Distributed computing: The big data processing tasks are split into several small sub-tasks. The processing tools distributed these subtasks over several computers. Advantages include faster processing, less memory footprint. Distributed computing has some overheads as it requires communication between processes.
Processing Framework(Spark, Hive, Kafka):
- Hadoop: Hadoop is collection of open-source projects maintained by Apache Software Foundation. It’s a framework for distributed processing of large data sets among clusters of computers. Hadoop plays principle role in ETL(Extract, Transform, Load) processing.
Hadoop uses many algorithms, two of the important ones are:
- HDFS: Hadoop Distributed File System. Files reside on multiple different computers. Essential for distributed computing. Replaced by Amazon S3 and Google Cloud.
- Map Reduce: Big Data Processing model. Program splits tasks into sub-tasks where data and workload is distributed between several processing units(clusters of computers). Hard to write map reduce jobs.

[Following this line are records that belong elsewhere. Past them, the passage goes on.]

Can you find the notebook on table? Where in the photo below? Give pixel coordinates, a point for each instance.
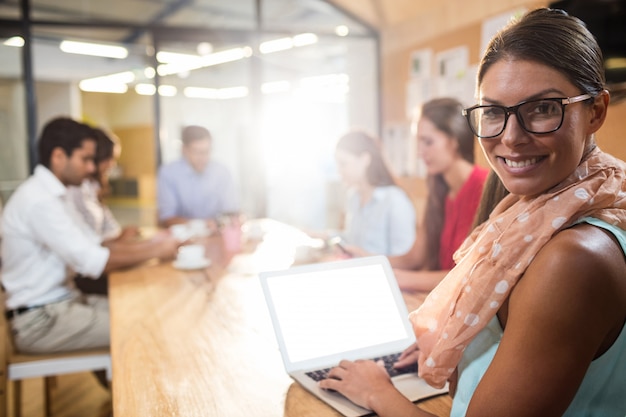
(350, 309)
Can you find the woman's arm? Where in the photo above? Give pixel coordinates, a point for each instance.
(567, 309)
(367, 384)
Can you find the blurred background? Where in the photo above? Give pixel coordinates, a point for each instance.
(275, 81)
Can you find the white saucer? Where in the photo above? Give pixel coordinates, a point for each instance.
(199, 264)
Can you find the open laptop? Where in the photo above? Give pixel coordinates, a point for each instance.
(350, 309)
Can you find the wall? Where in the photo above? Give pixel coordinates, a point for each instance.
(396, 57)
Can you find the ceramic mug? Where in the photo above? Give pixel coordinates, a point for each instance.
(189, 254)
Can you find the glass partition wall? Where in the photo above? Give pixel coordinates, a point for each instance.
(275, 81)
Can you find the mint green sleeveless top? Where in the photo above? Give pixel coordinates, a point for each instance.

2. Hive(Data extraction): Helps in extraction part of ETL pipeline. Hive is built on top of Hadoop eco system. Data can be queried in a structured way using Hive SQL(Structured Query Language). Hive provides interface similar to SQL to query data but the job is divided into cluster of computers. Data extractions can be performed on database that can merge with Hadoop. Initially hive worked well with map reduce but currently it works with other data processing tools too.
3. Spark (Data Transformation Tools): Parallel computation framework. Spark distributes the tasks between clusters of computers. Disk writes between jobs in Map Reduce are expensive. To avoid expensive disk writes and for faster processing, Spark came into existence. Spark tries to keep as much as processing possible in memory. Spark relies on resilient Distributed Datasets(RDD).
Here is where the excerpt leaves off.